Okay, I’ll admit it. I totally watched an entire episode of Moment of Truth. So. Completely. Embarrassed. The mortification factor of this show is so off the charts, I’m puzzled by how it got picked up for prime time in the first place. More puzzling is how I was able to watch an entire episode and keep my dinner down. If you aren’t familiar with this monstrosity of a reality show, let me briefly sum up. Seemingly normal people sit in what looks like a normal chair on a stage, while their loved ones sit on the side and watch as a cheesy host dude fires yes or no questions at them. Wait, that’s not all. After the contestant answers yes or no to a question, a bizarre robot-lady voice announces to the crowd if their answer is true or false. So, I guess that chair they sit in is some sort of lie detector seat that can read…well, I’m not sure what the heck it reads. Easy, right?

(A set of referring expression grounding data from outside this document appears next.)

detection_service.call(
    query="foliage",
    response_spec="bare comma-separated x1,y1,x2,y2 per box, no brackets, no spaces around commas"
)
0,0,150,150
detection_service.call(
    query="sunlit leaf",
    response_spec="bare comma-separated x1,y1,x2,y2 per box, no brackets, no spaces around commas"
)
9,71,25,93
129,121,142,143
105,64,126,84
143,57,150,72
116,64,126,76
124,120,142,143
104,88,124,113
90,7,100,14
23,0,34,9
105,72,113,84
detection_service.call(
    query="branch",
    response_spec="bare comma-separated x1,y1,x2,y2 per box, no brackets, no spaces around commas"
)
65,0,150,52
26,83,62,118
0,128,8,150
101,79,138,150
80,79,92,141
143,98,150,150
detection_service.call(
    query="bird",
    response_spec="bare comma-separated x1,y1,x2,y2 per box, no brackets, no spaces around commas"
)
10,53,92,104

The questions are sick and twisted and become more personal and uncomfortable as they go on. One waiter guy was asked if he ever overcharged patrons to receive a better tip. Yes, he had. An underwear model was asked if he had ever “stuffed his shorts for a photo shoot.” He said “No.” The robot-lady lie detector seat said otherwise. But it’s when the overly spray-tanned, oddly orange-hued host asked things like, “Do you secretly hate your mother-in-law?” while said mother-in-law sat six feet away with mouth opened wide, that I started to get seriously creeped out.
The same guy was asked, “Do you make racist jokes about your wife and her family behind their backs?” Answer: Yes. Ouch! Another guy was asked something like, “Are you hesitating to have children with your wife because you don’t love her anymore?” What?? This is a TV show? For entertainment purposes? When that last dude turned red, puffed out his cheeks, then looked toward the heavens for salvation, I knew that life as he knew it was over (so did his very angry looking wife!) and I was going to hurl.

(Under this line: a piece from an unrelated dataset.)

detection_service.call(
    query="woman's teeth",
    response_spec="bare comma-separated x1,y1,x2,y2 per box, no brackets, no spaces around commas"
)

I’ve been obsessing over what the merits of this show could possibly be, when last night it hit me. People love to watch other people suffer. What does every good story have going for it? Conflict. What do we do to our beloved characters? Chase them up trees and toss rocks at them. What does every main character in a novel or movie have to overcome? A problem. What do we writers do to a story to make it better? Ratchet up the pain factor. Up the stakes. Create a situation where all hope is lost.

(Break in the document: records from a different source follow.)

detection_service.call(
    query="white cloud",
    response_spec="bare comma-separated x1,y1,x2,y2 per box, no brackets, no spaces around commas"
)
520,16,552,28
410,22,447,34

But what is it about other peoples’ pain that is so appealing to us? Do we feel for them because we’ve been there, and we like the whole misery-loves-company thing? Or are we inspired by them conquering problems and winning the battle? Or is the answer more disturbing than that? Maybe humans are sick and twisted and just really get a kick out of watching people fall apart. Why else would images of poor Britney Spears be tossed at us hourly? Somebody must be entertained by this stuff. But why?
I’m not suggesting that everybody on the planet enjoys watching people suffer. I’m just raising the question for discussion. Wondering what all you readers out there think. Could a story be entertaining if nothing bad happened to the main character? Or does it just make for a really boring story?